Note that if the digraph contains a directed cycle then we cannot find such an ordering: inevitably, as we follow the cycle, we must step from a newly encountered vertex to a previously encountered vertex, violating the topological sort condition. A consequence of the Topological Sort Algorithm is that the opposite is also true: A digraph has a topological ordering of its vertices iff it has no directed cycles.

Algorithm uses three data structures

Queue Q of vertices: stores topological ordering of vertices (initialized empty)
Vector V of integers indexed on vertices: stores "unused" inDegree of each vertex (initialized to inDegree)
Stack S of vertices: stores vertices with no "unused" inDegree for processing (initialized with all "source" vertices)

Topological Sort Algorithm

Assume that D is a digraph defined within the IGraph framework.

Data structures: 

queue<int>  Q  // stores the topological order as it is discovered
               // initialized empty

vector<int> V  // maintains the number of vertices that are not yet in Q and
               // have and edge to vertex i
               // initialized V[i] = inDegree(i)

stack<int>  S  // temporary store of vertices i with 0 = V[i]
               // initialized with all "source" vertcies (those with 0 = V[i])

Process:

While (!S.Empty())
{
   t = S.Top();
   S.Pop();
   for every neighbor n of t
   { 
      --V[n];
      if (V[n] == 0)
        S.Push(n);
   }
   Q.Push (t);
}

Conclusion:

if (Q.Size() == D.VrtxSize())
   Q contains a topological ordering of D;
else
   D has a cycle;

Other Graph Algorithms

Graphs and digraphs model many kinds of problems that involve locations and connections between locations, and solving particular kinds of problems in these graphical models is often of both practical importance and theoretical interest.

Recall that a weighted graph or digraph is one in which a numerical weight is associated with each edge.
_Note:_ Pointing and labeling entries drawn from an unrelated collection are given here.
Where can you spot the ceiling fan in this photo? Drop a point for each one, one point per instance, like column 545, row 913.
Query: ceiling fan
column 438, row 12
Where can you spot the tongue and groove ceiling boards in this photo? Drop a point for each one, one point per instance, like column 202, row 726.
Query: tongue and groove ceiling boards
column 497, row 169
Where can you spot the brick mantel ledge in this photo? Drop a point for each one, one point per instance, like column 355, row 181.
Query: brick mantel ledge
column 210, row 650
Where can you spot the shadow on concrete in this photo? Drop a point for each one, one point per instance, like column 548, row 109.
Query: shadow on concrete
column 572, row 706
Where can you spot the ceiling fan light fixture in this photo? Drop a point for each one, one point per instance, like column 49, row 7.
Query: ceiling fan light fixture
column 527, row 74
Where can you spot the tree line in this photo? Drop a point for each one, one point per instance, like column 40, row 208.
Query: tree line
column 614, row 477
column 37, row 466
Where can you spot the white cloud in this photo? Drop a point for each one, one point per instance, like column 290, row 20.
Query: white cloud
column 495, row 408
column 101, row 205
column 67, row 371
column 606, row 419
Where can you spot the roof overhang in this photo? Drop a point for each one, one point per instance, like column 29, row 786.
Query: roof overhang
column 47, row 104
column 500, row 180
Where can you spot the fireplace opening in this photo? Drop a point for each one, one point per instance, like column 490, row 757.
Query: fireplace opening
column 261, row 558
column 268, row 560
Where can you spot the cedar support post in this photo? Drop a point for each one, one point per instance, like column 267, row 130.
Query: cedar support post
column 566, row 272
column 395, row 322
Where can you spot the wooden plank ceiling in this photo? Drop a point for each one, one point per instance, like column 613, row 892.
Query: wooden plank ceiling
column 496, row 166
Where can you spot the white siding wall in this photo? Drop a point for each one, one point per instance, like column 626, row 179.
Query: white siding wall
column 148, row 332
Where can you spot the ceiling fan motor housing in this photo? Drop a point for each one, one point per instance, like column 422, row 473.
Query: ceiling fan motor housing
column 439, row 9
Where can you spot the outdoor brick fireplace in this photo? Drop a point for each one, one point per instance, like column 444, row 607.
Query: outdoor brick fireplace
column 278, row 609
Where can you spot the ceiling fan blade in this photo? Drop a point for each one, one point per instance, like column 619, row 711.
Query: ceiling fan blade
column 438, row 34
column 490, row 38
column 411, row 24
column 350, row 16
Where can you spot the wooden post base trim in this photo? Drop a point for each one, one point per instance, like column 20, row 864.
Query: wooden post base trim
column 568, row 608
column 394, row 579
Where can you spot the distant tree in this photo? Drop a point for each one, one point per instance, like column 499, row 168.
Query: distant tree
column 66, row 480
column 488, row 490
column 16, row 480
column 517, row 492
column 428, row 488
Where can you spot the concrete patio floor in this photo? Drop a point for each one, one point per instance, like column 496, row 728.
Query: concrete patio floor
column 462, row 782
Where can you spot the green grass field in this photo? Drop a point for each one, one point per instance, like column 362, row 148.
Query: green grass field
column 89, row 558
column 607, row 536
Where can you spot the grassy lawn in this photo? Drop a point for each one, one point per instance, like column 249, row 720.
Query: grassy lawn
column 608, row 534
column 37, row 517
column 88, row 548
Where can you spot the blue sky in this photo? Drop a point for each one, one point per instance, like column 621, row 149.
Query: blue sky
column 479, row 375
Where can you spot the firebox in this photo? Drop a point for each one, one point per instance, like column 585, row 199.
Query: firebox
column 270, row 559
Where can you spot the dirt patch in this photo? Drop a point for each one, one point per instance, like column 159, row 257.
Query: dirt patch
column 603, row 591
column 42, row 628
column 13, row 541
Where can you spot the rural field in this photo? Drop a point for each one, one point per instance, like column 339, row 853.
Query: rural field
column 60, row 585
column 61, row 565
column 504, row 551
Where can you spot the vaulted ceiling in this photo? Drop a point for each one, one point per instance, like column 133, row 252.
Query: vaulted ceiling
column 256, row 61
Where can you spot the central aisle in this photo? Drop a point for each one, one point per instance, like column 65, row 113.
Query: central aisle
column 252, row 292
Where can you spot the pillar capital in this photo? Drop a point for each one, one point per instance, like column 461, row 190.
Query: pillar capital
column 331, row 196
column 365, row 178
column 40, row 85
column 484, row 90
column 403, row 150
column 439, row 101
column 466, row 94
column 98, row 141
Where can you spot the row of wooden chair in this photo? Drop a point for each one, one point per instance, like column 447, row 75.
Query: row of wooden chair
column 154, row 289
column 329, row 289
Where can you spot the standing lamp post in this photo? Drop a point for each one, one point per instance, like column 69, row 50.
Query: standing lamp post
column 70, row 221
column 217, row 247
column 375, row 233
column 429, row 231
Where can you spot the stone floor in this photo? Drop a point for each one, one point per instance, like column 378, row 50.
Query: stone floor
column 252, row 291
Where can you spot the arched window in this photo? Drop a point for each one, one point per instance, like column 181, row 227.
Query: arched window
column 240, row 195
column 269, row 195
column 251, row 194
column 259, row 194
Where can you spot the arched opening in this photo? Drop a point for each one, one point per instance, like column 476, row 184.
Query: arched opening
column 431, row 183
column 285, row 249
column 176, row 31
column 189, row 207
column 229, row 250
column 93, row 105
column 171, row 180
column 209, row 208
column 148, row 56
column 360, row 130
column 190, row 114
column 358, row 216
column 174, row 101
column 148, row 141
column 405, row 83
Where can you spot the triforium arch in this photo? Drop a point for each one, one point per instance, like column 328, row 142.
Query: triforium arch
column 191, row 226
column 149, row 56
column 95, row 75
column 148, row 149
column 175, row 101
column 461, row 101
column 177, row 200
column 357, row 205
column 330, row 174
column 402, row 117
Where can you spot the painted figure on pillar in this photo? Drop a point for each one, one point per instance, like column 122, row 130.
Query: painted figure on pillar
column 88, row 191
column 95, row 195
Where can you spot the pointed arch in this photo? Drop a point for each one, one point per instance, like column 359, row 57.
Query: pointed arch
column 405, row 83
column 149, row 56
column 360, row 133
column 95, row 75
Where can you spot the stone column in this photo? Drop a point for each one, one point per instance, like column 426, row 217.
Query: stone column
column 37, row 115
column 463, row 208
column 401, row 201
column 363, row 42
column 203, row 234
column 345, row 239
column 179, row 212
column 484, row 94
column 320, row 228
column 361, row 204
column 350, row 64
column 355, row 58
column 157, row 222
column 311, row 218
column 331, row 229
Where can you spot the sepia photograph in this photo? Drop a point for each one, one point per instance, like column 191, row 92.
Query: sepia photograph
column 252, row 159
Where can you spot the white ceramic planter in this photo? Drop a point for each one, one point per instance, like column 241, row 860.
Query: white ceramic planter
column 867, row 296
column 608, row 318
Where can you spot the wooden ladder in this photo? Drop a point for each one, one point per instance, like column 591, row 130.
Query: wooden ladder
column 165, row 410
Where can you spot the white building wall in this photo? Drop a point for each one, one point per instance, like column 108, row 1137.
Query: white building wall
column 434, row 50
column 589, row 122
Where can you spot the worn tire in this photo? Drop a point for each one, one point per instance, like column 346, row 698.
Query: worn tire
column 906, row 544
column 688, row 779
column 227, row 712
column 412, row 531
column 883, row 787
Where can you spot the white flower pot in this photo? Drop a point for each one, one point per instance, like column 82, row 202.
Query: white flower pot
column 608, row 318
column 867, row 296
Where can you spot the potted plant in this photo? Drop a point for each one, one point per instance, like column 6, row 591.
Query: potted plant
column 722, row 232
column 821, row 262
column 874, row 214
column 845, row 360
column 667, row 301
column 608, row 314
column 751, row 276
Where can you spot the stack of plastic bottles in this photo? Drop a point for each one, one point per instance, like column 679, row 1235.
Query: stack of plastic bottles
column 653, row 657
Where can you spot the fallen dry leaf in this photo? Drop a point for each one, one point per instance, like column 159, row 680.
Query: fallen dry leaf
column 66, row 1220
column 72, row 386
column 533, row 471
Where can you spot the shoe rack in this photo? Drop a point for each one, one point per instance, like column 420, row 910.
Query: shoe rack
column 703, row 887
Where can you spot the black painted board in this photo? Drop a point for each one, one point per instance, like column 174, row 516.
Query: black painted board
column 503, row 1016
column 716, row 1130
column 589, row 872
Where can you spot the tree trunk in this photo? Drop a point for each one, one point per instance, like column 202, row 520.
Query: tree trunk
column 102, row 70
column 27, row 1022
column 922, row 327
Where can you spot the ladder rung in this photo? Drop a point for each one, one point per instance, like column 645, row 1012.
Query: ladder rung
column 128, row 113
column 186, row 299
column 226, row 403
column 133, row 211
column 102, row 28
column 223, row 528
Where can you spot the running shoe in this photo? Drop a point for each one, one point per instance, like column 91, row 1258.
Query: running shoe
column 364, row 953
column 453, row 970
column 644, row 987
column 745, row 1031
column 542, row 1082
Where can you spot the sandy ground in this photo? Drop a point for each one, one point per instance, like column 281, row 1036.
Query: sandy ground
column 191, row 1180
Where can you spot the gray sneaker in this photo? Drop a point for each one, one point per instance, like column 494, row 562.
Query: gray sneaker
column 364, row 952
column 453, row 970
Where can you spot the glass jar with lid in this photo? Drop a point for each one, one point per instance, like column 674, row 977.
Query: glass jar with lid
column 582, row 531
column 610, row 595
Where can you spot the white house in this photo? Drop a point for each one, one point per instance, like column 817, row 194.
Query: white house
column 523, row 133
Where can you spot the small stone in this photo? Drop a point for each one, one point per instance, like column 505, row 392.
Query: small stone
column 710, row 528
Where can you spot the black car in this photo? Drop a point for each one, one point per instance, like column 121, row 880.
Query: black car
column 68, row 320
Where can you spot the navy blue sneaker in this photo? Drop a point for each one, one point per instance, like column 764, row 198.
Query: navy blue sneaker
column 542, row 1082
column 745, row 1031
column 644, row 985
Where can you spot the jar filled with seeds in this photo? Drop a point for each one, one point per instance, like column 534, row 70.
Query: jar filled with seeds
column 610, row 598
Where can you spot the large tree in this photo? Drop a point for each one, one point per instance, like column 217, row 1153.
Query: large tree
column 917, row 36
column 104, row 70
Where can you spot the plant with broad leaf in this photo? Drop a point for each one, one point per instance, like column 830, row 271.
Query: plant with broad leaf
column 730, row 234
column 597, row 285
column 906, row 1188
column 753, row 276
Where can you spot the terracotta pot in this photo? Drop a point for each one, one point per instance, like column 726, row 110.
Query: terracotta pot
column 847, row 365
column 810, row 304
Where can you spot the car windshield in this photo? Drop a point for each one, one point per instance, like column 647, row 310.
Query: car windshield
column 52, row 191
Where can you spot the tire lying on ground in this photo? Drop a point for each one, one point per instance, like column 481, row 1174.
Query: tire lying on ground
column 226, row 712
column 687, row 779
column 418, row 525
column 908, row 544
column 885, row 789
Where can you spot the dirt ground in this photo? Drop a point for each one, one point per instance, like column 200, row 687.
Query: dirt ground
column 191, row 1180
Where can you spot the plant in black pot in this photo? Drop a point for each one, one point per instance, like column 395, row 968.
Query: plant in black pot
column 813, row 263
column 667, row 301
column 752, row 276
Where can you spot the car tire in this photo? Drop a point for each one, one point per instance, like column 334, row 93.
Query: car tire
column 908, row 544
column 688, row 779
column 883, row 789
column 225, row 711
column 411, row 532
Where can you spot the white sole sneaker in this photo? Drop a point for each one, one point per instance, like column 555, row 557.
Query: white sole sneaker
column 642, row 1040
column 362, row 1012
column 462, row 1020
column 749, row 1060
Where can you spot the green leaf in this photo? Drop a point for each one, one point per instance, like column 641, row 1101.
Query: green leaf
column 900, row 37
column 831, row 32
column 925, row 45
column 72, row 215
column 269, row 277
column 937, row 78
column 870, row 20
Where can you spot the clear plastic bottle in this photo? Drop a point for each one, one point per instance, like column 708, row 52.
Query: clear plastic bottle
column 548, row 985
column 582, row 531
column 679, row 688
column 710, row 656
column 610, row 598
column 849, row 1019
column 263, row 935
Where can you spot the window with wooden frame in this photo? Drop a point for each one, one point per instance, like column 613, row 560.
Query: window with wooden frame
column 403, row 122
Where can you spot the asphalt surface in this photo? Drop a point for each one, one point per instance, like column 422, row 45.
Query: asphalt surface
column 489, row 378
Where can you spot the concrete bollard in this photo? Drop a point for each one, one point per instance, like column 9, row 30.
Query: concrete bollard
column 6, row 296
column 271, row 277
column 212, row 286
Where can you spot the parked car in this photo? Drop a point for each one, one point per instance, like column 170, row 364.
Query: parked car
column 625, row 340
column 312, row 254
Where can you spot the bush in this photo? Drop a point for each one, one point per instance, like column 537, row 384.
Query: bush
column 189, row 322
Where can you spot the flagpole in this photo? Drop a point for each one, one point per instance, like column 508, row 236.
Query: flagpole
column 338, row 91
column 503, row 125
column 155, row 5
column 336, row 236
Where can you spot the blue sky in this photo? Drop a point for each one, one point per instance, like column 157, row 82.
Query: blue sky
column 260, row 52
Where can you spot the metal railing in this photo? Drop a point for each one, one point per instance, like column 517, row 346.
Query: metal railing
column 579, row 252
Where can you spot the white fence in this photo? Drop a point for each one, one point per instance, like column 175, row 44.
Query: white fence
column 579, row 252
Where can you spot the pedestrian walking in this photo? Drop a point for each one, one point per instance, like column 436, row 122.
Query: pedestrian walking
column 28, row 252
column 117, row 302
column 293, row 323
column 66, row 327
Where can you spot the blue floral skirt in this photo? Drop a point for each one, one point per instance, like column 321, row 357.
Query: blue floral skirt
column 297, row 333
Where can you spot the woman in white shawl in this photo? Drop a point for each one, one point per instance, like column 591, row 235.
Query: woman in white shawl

A graph otherwise without weights can have weight 1 assigned to each edge, making the unweighted cases included in the weighted cases. A network is a digraph in which each directed edge has an associated numerical label, usually called a weight. A network models such as diverse as gas pipeline networks (where weight of a pipeline is its capacity), the flow of money in an economy, and computer networks (where weight of a connection is its bandwidth). We conclude by mentioning a few of the best known and the most useful graph (and digraph) algorithms.

Kruskal's algorithm and Prim's algorithm are two methods for finding a minimal spanning tree of a connected weighted graph. A minimal spanning tree of a graph G is a subgraph T of G such that

T is a tree
T contains all the vertices of G
T has minimal total weight among all subgraphs satisfying the first two conditions.

Dijkstra's algorithm solves the single-source shortest path problem in a weighted digraph. That is, it finds the shortest directed path from a vertex to all other vertices reachable from that vertex.

Several algorithms solve the linear programming to solve such graph problems as the maximum network flow problem.